Nouns – Pronouns Drive me NUTS*

It is happening more and more today. A total sign of illiterateness from otherwise educated people.

It is linguistic laziness. It is not being aware of what a person just said they have to say it again a different way.

It drives me crazy to hear this over and over and over again. Especially from news anchors and other people who actually talk for a living.

Have you ever paid attention to Sean Hannity? I stopped watching Fox News and all of its non weekend evening talent weeks ago. But before running for the safety of nothing to do with media, my constant aggravation with Hannity was his speech habits. He constantly employs verbal crutches. Bad speaking habits. Very bad.

It was a center of attention of mine while programming radio stations centuries ago. If you do not know how to use the language why pretend? It is an obvious fake. Get a job in the fast food industry. Nobody will attack you for being ignorant of what you should have learned already.

Just what is a noun?

According to The American Heritage® Dictionary of the English Language, 5th Edition: a ‘noun’ is the part of speech that is used to name a person, place, thing, quality, or action and can function as the subject or object of a verb, the object of a preposition, or an appositive.

The word ‘weapon’ is a noun. How nice.

Just what is a pronoun?

According to The American Heritage® Dictionary of the English Language, 5th Edition: a ‘pro-noun’ is the part of speech that substitutes for nouns or noun phrases and designates persons or things asked for, previously specified, or understood from the context.

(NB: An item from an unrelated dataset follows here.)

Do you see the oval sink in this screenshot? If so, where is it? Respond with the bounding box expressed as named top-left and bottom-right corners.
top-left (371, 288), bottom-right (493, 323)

The word ‘it’ is a pronoun.

“Chuck, your weapon, it will cut!” (https://dougmarcaida.com/ the main and primary star of Forged in Fire.) Amazing character. Other than always saying ‘here’ after everything he reviews the continuous overuse of the noun-pronoun disaster can drive anyone crazy.

Hannity is obsessed with one following the other. He is constantly performing grammatical destruction on his show.

It is even worse when he follows a proper noun with a pronoun.

What is a proper noun?

According to The American Heritage® Dictionary of the English Language, 5th Edition: a ‘proper noun’ is a noun belonging to the class of words used as names for unique individuals, events, or places.

“According to Bill, he says life stinks.”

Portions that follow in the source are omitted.